To the Editor:-Reich et al. [1] have developed and preliminarily validated an algorithm for quantifying blood pressure lability. The problem is clinically significant, and the authors' use of receiver-operating characteristic curves to finetune their system for optimal results seems meritorious.

However, the authors' system does not appear to be an expert system by the conventional use of the term. Consequently, the keyword classification of the article appears incorrect. Further, the first sentence of the conclusion from the abstract, which reads, “One potential application of expert systems to anesthesia practice is a smart alarm to detect blood pressure lability,” is a nonsequitur because of this.

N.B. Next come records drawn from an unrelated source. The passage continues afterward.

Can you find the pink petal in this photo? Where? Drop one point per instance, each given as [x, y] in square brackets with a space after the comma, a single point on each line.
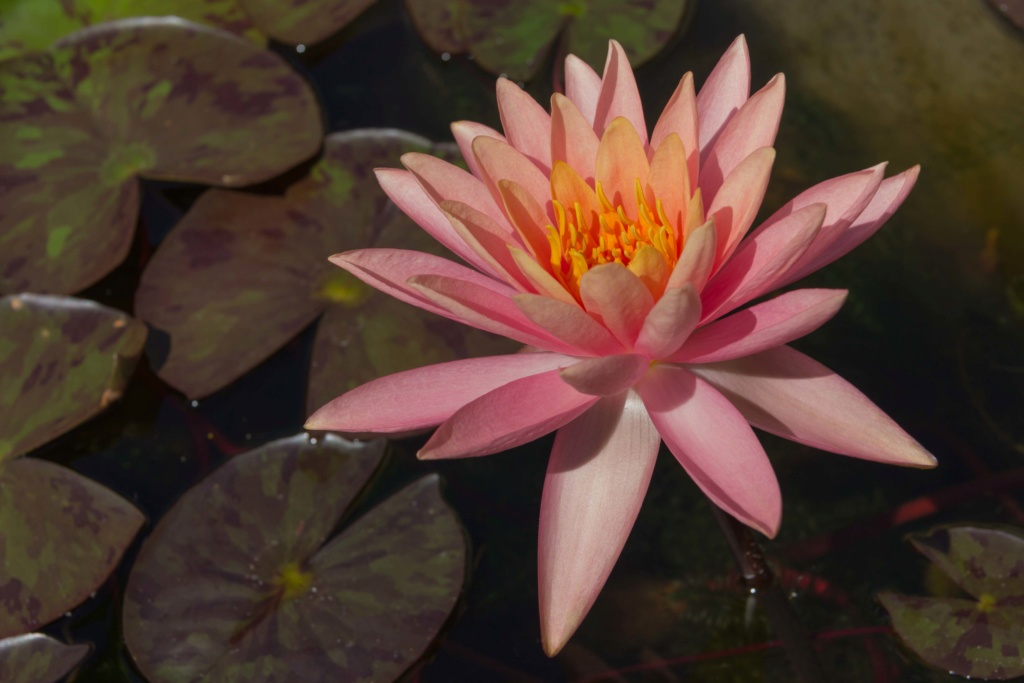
[845, 197]
[568, 323]
[715, 445]
[621, 163]
[737, 202]
[786, 393]
[695, 262]
[761, 261]
[389, 269]
[605, 376]
[890, 196]
[445, 181]
[680, 117]
[426, 396]
[525, 123]
[572, 137]
[406, 191]
[465, 132]
[513, 414]
[764, 326]
[488, 240]
[723, 93]
[483, 308]
[598, 475]
[620, 96]
[616, 297]
[670, 323]
[754, 126]
[500, 161]
[583, 86]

An expert system is a computer-based system, typically having certain characteristics:(1) the system performs a difficult task typically done by humans, where experts are provably better than amateurs, (2) the style of programming emphasizes symbolic rather than numeric computation, (3) the style of programming attempts to separate actual medical knowledge from program elements determining how that knowledge is used, in part to make system modification and explanation of system behavior easier, and (4) the systems are usually large and complex. Medical expert systems from Mycin [2] to Attending [3] have shared most, if not all, of these defining characteristics.

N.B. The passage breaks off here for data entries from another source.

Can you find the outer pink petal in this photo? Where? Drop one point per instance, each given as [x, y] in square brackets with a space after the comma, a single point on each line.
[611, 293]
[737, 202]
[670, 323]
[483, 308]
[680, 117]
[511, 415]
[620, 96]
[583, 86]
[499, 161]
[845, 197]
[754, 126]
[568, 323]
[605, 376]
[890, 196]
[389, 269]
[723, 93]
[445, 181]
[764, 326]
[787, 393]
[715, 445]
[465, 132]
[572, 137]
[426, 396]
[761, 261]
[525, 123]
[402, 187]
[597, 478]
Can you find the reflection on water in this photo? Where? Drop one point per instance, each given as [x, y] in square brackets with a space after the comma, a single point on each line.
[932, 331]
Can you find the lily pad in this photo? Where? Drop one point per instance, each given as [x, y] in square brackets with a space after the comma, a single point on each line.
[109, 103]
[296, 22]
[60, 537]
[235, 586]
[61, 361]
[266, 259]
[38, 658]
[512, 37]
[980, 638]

Running down this list of characteristics, none of these criteria seems applicable to the system developed by Reich et al. First, it is not clear that finding blood pressure lability is difficult or that experts are provably better than amateurs. It could easily be argued that anesthesiologists are better than others at managing or even preventing blood pressure lability, but the author cites no study to support the notion that anesthesiologists are better than nurses or even laymen at defining this lability. Second, the system developed is a numeric algorithm. Third, the system is explicitly referred to as an algorithm, and that approach is antithetical to one separating actual medical knowledge from “control knowledge” or information describing the way the program will execute. Finally, the system developed is neither large nor complex.

The system described by Reich et al. seems totally unlike any expert system in existence, and it seems inappropriate to classify this system as a smart alarm.

Aaron I. Cohn, M.D., M.A.

Department of Anesthesiology; University of Oklahoma Health Sciences Center; Post Office Box 53188; Oklahoma City, Oklahoma 73152

aaron-cohn@ouhsc.edu

(Accepted for publication August 13, 1997.)

1.
Reich DL, Osinski TK, Bodian C, Krol M, Sarier K, Roth R, Konstadt SN: An algorithm for assessing intraoperative mean arterial pressure lability. Anesthesiology 1997; 87:156-61.
2.
Shortliffe EH, Davis R, Axline SG, Buchanan BG, Green CC, Cohen SN: Computer-based consultations in clinical therapeutics: Explanation and rule acquisition capabilities of the MYCIN system. Comput Biomed Res 1975; 8(4):303-20.
3.
Miller PL: Critiquing anesthetic management: The “ATTENDING” computer system. Anesthesiology 1983; 58(4):362-9.